Police have visited the home of Kellyanne Conway after the former Trump adviser allegedly posted a topless photo of her 16-year-old daughter on Twitter.

Claudia Conway, who has gained a large social media following by publicly clashing with her high-profile parents, posted a TikTok video on Tuesday addressing the topless photo which appeared on her mother’s “Fleets” — Twitter’s new feature which deletes posts after 24 hours.

“I guess she accidentally posted it, or somebody hacked her. But nobody would ever have any photo like that ever.

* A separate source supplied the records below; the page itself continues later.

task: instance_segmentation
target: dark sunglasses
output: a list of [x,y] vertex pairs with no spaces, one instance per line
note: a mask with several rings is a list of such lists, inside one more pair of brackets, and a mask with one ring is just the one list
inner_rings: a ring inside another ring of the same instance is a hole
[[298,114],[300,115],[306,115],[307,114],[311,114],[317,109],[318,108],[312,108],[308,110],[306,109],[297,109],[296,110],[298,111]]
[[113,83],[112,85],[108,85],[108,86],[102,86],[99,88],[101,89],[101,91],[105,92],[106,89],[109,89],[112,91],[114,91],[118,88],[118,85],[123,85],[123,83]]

So, Kellyanne, you’re going to f***ing jail,” Claudia told her 1.6 million followers.

Today, however, the teen posted another video saying she believed her mother had been hacked and begging people to stop contacting police.

“Yesterday when I was made aware of the situation I was distraught and very, very upset and I acted irrationally and impulsive and it is something I do regret,” she said.

“I know that my mom would never, ever post anything to hurt me like that intentionally and I do believe she was hacked. I want to apologise for making all of this public.”

Responding to users on TikTok, Claudia denied that she was being forced to post the video. “No. I posted this. I’m sick of the negativity and the hate,” she wrote in one comment.

In another she said, “It’s not [forced]. Please guys don’t spread this because it hurts me more than helps me.”

Claudia insisted she was “taking back what I said for my mental health and the well being of my family”.

According to the New York Post, four officers with the Bergen County Prosecutor’s Office and Alpine Police Department showed up with papers in hand to the family’s New Jersey mansion yesterday afternoon. They spent about an hour inside before leaving.

Alpine Police Chief Christopher Belcolle confirmed that “an investigation is being conducted”, but that “no additional information can be released”, noting that records about minors were not made public.